Investors had already been grappling with other concerns. Inflation and monetary policy tightening remain at the top of the short-term worry list. The current period of higher inflation prints is proving to be more enduring than had been predicted by the majority of economists and central banks. Supply chain disruption has lasted longer than expected and labour markets are also very tight owing to many individuals either retiring or not yet being willing or able to return to work owing to Covid-19. Furthermore, energy prices have spiked higher thanks to increasing demand for fossil fuels against a background of tight supply. And it is hard to be especially optimistic about the near-term outlook when food prices are also rising sharply on account of a combination of weather-related disruption and increased input costs. It is against this backdrop that central banks around the world have begun the tricky process of withdrawing monetary stimulus from the economy, a process that tends to create more uncertainty. And yet global equity markets remain close to all-time highs, which is testament to the very strong earnings growth that is being generated, as well as the desire by investors to generate meaningful returns in a world that still offers very low yields on cash and government bonds, a situation that is unlikely to change materially in the short term.
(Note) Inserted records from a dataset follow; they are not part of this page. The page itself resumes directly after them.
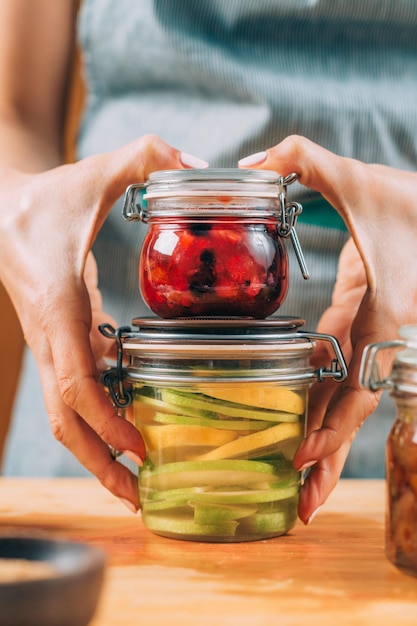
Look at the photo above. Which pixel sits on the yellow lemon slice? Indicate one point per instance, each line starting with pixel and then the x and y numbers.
pixel 256 441
pixel 273 398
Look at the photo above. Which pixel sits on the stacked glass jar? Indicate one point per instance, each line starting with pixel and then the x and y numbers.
pixel 219 385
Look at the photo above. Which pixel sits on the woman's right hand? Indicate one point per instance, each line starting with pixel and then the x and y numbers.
pixel 48 223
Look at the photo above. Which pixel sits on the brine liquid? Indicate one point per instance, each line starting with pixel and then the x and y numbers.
pixel 218 469
pixel 401 523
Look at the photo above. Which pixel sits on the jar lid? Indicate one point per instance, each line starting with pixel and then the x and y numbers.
pixel 214 182
pixel 217 329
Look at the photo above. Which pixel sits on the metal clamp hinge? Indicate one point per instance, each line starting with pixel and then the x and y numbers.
pixel 338 370
pixel 132 208
pixel 289 215
pixel 114 377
  • The days of strong upward momentum in global economic growth forecasts are behind us, but GDP growth is still expected to remain above the pre-pandemic trend in 2021 (5.8%), 2022 (4.4%) and 2023 (3.5%).
  • Corporate earnings growth will peak in 2021 at around 50%, before decelerating sharply in 2022 (+8%) and 2023 (+5%) based upon current consensus forecasts. A key variable will be profit margins, which have increased to new highs even during the pandemic. While this is partly down to the dominance in global indices of technology companies, it is also a result of strong cost control and the “winner takes all” nature of certain industries.
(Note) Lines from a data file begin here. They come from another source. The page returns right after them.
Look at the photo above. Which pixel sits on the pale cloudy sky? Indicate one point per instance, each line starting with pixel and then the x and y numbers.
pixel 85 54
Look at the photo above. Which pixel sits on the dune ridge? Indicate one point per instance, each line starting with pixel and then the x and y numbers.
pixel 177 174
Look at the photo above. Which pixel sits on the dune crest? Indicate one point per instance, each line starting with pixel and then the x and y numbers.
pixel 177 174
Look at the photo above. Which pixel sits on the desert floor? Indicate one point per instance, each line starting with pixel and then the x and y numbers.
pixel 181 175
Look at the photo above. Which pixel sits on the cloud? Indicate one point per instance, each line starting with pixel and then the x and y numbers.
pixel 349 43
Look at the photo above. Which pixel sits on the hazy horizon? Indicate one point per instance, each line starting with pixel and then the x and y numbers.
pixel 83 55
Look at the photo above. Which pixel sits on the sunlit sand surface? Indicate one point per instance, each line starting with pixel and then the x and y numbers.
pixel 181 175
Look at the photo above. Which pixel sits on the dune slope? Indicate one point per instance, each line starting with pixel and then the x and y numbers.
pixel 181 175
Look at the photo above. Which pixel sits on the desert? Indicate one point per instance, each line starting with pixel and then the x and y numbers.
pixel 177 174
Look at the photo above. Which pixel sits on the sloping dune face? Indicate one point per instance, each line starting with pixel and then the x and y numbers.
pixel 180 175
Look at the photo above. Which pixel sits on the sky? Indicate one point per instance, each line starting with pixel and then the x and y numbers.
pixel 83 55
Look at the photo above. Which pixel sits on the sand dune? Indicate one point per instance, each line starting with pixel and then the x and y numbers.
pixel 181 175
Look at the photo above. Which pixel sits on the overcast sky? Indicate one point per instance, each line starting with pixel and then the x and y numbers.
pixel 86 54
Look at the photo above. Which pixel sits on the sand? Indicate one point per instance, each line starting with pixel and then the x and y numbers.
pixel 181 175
  • Headline inflation levels have risen to more than 6% in the United States and over 4% in the UK, where they are on course to continue to rise for several months yet. Central banks are generally sticking to the narrative that this is a transitory phenomenon, but their confidence is being tested.
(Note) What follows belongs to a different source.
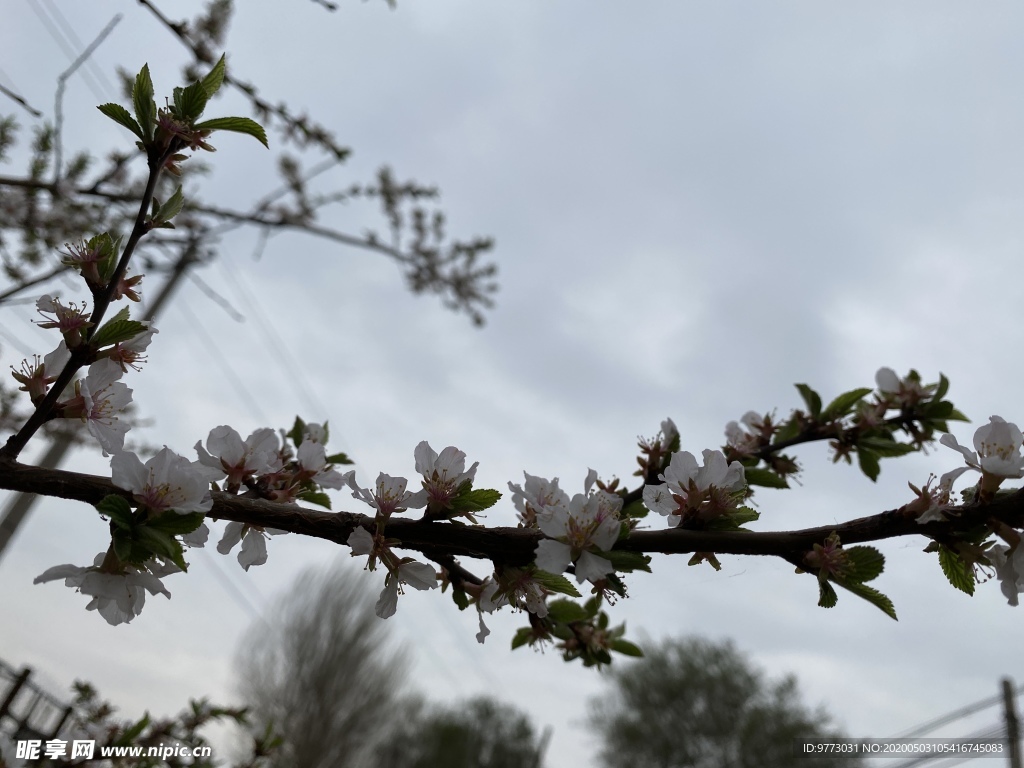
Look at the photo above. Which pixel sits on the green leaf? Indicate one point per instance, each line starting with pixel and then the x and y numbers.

  • A cold snap in Europe and a lack of wind to drive turbines continue to squeeze natural gas and wholesale energy prices higher. This has highlighted the difficulties of negotiating the “energy transition” to a world of lower fossil fuel usage. More than 80% of global energy is still derived from fossil fuels.
  • The COP26 summit in Glasgow was lacking in firm action despite the strong rhetoric. The International Energy Agency concluded that even new initiatives to reduce carbon output still leave the world on track for a 1.8°C rise in average temperatures by 2100 rather than the targeted level of 1.5°C.